Le Premier ministre, Mahammed Boun Abdalah Dionne, présidant, ce dimanche, la réunion des ministres du Commerce en charge des négociations relatives à la Zone de libre échange (Zlec), a engagé ces derniers à mettre en œuvre cette détermination des chefs d’Etat africains. 24 ministres en charge du Commerce et des représentants des autres pays de l’Union africaine (Ua) sont à Dakar, ces 03 et 04 juin, pour finaliser les annexes du protocole sur la Zlec à soumettre aux chefs d’Etats africains en juillet prochain.

Dans la réunion des instances de négociation de la zone de libre échange continentale (Zlec) africaine qui se tient à Dakar du 25 mai au 09 juin, les ministres du Commerce en charge des négociations de la Zlec tiennent leur 6ème réunion, dont l’objectif est de finaliser les annexes du protocole sur le commerce des marchandises, sur les règles et procédures de règlement des différends et d’élaborer la liste des secteurs prioritaires sur le commerce de services. Présidant la cérémonie officielle de cette réunion, à laquelle 24 ministre en charge du Commerce et des représentants d’autres pays prennent part, le Premier du Sénégal, Mahammed Boun Abdalah Dionne, a exhorté les négociateurs de tout mettre en œuvre pour la réalisation de la volonté des chefs d’Etat. Le Premier ministre a rappelé que l’ambition des pères fondateurs de l’intégration africaine, qui a conduit, en 1963, à la création de l’Oua, a été la construction d’une Afrique unie, prospère et solidaire. Cette ambition a été renouvelée dans le traité d’Abuja de 1991, avec comme objectif d’arriver, dans une période de 34 ans, à la Communauté économique africaine.

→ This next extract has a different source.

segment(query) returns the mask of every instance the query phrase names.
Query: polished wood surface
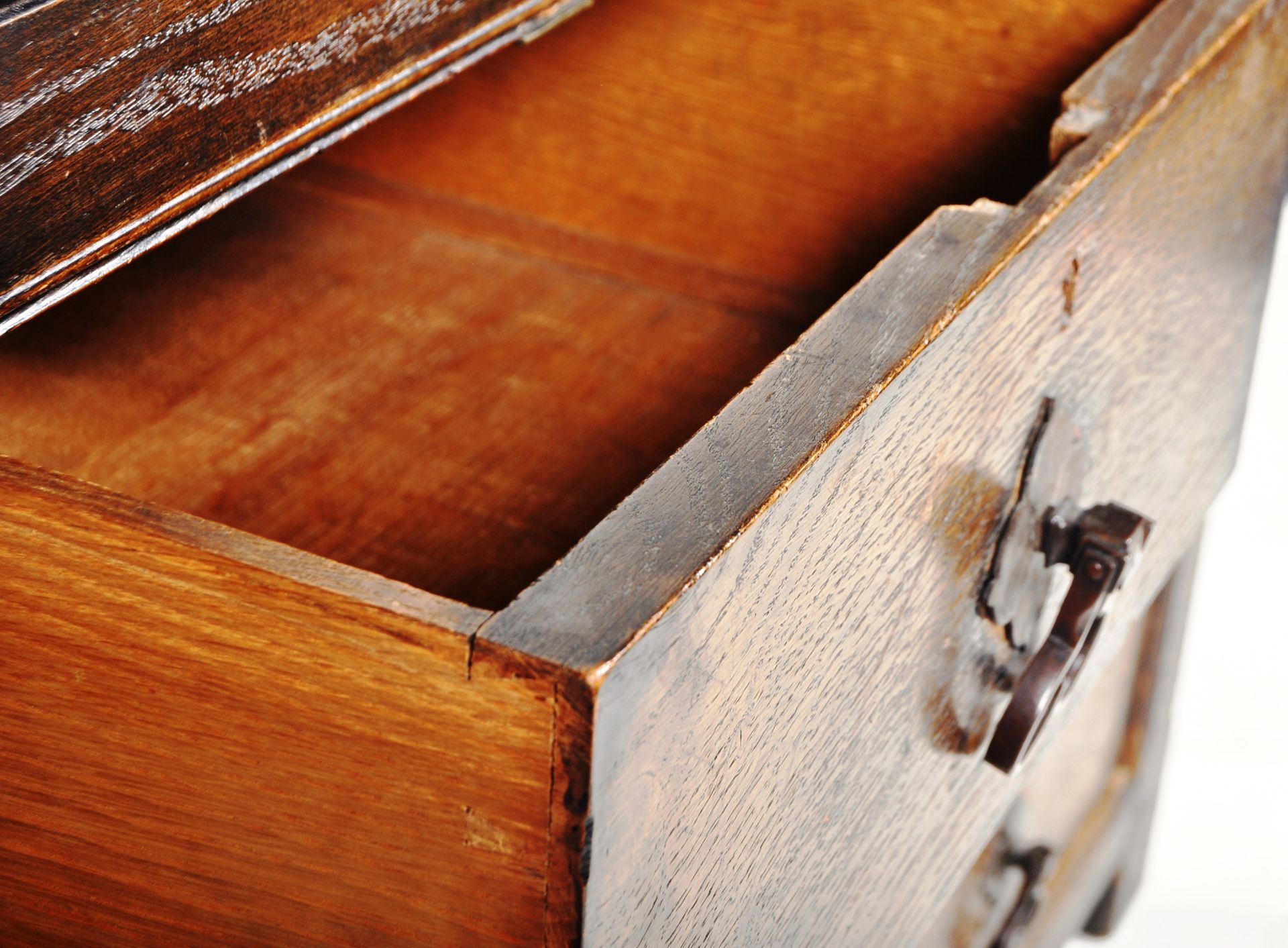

Cependant, il n’y a pas eu de grandes avancées depuis. «Aujourd’hui, notre continent reste relativement en retard sur le niveau de réalisations des objectifs fixés dans le processus d’intégration africaine. En 2018, l’Afrique devrait normalement être à mis chemin dans la réalisation du marché commun après l’harmonisation des systèmes tarifaires et non tarifaires entre les communautés économiques régionales et la création d’une union douanière continentale», reconnaît le Premier ministre. Il soutient que c’est dans ce cadre qu’il faut saluer l’engagement des chefs d’Etat et de gouvernement qui ont su atteindre, le 21 mars 2018 à Kigali, un objectif qui paraissait irréalisable avec l’accord sur la Zlec.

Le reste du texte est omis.